Step 8: Now we need to find the new divisor that is 62 because 622 × 2 = 1244.

Step 9: Subtracting 1244 from 2100, we get the result 856.

Step 10: Now the quotient is 31.2.

Step 11: Continue doing these steps until we get two numbers after the decimal point. Suppose if there are no decimal values, continue till the remainder is zero. So the square root of √982 is approximately 31.32.

The approximation method is another method for finding square roots; it is an easy method to find the square root of a given number. Now let us learn how to find the square root of 982 using the approximation method.

Step 1: Now we have to find the closest perfect square of √982. The smallest perfect square less than 982 is 961, and the largest perfect square greater than 982 is 1024. √982 falls somewhere between 31 and 32.

Step 2: Now we need to apply the formula that is (Given number - smallest perfect square) / (Greater perfect square - smallest perfect square). Going by the formula: (982 - 961) ÷ (1024 - 961) = 21 ÷ 63 = 0.3333. Using the formula, we identified the decimal point of our square root. The next step is adding the value we got initially to the decimal number which is 31 + 0.33 = 31.33,

so the square root of 982 is approximately 31.33.

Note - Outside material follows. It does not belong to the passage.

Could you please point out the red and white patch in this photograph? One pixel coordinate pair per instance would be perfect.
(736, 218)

• Square root: A square root is the inverse of a square. Example: 4² = 16 and the inverse of the square is the square root, that is √16 = 4.

• Irrational number: An irrational number is a number that cannot be written in the form of p/q, where q is not equal to zero and p and q are integers.

• Principal square root: A number has both positive and negative square roots; however, it is always the positive square root that is more commonly used due to its practical applications. This is known as the principal square root.

• Prime factorization: It is the process of expressing a number as the product of its prime factors. For example, the prime factorization of 18 is 2 × 3 × 3.

• Long division method: A step-by-step process of dividing to find more precise roots of non-perfect squares, especially used for calculating square roots.